Co więcej, Adar oferuje wsparcie nawet w takich aspektach jak rekrutacja kierowców (pomaga przewoźnikom znaleźć odpowiednich szoferów, gdy ci powiększają flotę) czy organizuje szkolenia z obsługi narzędzi i przepisów. To znów potwierdza, że mamy do czynienia z partnerskim podejściem, gdzie obie strony inwestują w rozwój współpracy. Przewoźnicy, którzy działają z Adar, podkreślają, że najbardziej cenią właśnie tę długofalową współpracę opartą na wzajemnym zaufaniu – „firma stawia na partnerstwo i rozwój, liczy się człowiek i jego biznes”.
Podsumowanie
Adar Black to oferta wyróżniająca się na tle typowej spedycji właściwie w każdym z kluczowych obszarów. Elastyczne, dynamiczne stawki zamiast sztywnego cennika dają przewoźnikom szansę na większe zyski przy dobrej koniunkturze. Gwarancja kilometrów i ciągłość zleceń (łącznie z powrotami do kraju) zapewniają stabilność przychodu i brak pustych przebiegów. Szybkie płatności, kompensaty kosztów, nowoczesne systemy IT oraz dedykowane wsparcie sprawiają, że współpraca przebiega sprawnie i bezpiecznie finansowo. Do tego dochodzi partnerska komunikacja – przewoźnik ma dedykowanego opiekuna i realny głos w podejmowaniu decyzji. Wreszcie, podejście do kierowcy i bogaty pakiet benefitów budują lojalność i jakość, jakiej trudno szukać w tradycyjnych układach biznesowych.
Oczywiście, Adar Black to model wymagający wzajemnego zaufania i profesjonalizmu po obu stronach – nie jest to „magiczna recepta” dla każdego. Jednak porównując go z typowymi realiami rynku TSL, widać wyraźnie, że stawia on na jakość i długoterminową współpracę, a nie krótkoterminową maksymalizację zysku kosztem partnera.
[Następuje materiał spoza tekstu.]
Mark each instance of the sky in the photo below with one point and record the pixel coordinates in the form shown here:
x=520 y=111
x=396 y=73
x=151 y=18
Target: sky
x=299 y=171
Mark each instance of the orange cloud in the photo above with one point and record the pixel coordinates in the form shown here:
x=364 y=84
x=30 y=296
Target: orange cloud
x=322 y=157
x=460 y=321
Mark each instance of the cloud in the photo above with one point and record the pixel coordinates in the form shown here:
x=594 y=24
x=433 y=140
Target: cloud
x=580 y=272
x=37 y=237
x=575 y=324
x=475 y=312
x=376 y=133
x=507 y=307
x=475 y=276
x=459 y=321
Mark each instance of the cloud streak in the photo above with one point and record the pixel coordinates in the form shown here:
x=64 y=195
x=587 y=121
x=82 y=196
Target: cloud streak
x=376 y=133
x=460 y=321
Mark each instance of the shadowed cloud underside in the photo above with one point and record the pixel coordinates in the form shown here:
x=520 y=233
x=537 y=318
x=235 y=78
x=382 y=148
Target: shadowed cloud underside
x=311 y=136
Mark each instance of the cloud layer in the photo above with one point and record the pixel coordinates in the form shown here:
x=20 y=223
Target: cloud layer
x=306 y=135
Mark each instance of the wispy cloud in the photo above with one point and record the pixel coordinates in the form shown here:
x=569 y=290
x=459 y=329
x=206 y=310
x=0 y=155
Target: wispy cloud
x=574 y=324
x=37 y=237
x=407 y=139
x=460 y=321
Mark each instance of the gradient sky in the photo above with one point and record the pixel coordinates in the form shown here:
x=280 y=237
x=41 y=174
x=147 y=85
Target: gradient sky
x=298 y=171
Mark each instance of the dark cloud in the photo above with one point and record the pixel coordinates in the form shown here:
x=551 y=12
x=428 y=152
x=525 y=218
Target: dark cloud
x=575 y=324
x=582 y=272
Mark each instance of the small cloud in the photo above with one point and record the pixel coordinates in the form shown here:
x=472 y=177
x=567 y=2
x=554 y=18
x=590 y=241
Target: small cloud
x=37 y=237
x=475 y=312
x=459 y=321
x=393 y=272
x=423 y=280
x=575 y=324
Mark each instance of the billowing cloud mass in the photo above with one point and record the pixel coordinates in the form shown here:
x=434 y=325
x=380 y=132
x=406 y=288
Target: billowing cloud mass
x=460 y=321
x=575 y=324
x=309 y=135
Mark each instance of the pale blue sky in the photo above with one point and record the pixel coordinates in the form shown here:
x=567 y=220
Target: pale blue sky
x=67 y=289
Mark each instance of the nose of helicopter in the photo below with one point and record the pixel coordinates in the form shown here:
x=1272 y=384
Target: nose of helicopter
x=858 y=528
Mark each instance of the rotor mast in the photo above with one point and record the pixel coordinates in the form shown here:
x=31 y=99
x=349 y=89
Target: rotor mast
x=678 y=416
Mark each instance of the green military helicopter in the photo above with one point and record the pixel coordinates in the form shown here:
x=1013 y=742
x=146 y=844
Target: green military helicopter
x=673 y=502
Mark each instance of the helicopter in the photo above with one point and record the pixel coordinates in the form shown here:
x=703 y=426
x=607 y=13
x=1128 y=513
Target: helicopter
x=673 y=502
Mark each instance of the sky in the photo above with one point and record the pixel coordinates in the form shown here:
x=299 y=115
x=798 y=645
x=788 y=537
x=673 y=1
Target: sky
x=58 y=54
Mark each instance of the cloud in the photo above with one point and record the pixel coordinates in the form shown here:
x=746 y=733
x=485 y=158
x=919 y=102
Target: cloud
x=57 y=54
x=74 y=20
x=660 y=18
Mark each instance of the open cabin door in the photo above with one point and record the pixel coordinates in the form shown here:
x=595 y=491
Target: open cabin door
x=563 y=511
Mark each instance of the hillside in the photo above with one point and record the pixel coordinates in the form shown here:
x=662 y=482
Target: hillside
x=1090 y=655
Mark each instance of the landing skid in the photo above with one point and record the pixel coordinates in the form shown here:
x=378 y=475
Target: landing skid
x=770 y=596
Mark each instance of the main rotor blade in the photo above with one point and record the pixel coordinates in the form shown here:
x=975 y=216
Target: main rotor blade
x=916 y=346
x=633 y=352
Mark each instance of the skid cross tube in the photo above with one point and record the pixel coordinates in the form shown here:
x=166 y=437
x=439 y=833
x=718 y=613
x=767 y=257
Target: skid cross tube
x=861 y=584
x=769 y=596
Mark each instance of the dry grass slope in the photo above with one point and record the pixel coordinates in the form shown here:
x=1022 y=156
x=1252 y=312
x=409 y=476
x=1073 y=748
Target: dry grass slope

Jak ujął to jeden z menedżerów firmy, „współpraca z Adar to więcej niż zlecenia – to inwestycja w spokojną przyszłość twojej firmy”. Trudno o lepsze podsumowanie – Adar Black pokazuje, że spedycja może działać inaczej, bardziej fair i z korzyścią dla przewoźnika, nie tracąc przy tym efektywności i konkurencyjności. To kierunek, który być może wyznaczy nowy standard współpracy na rynku.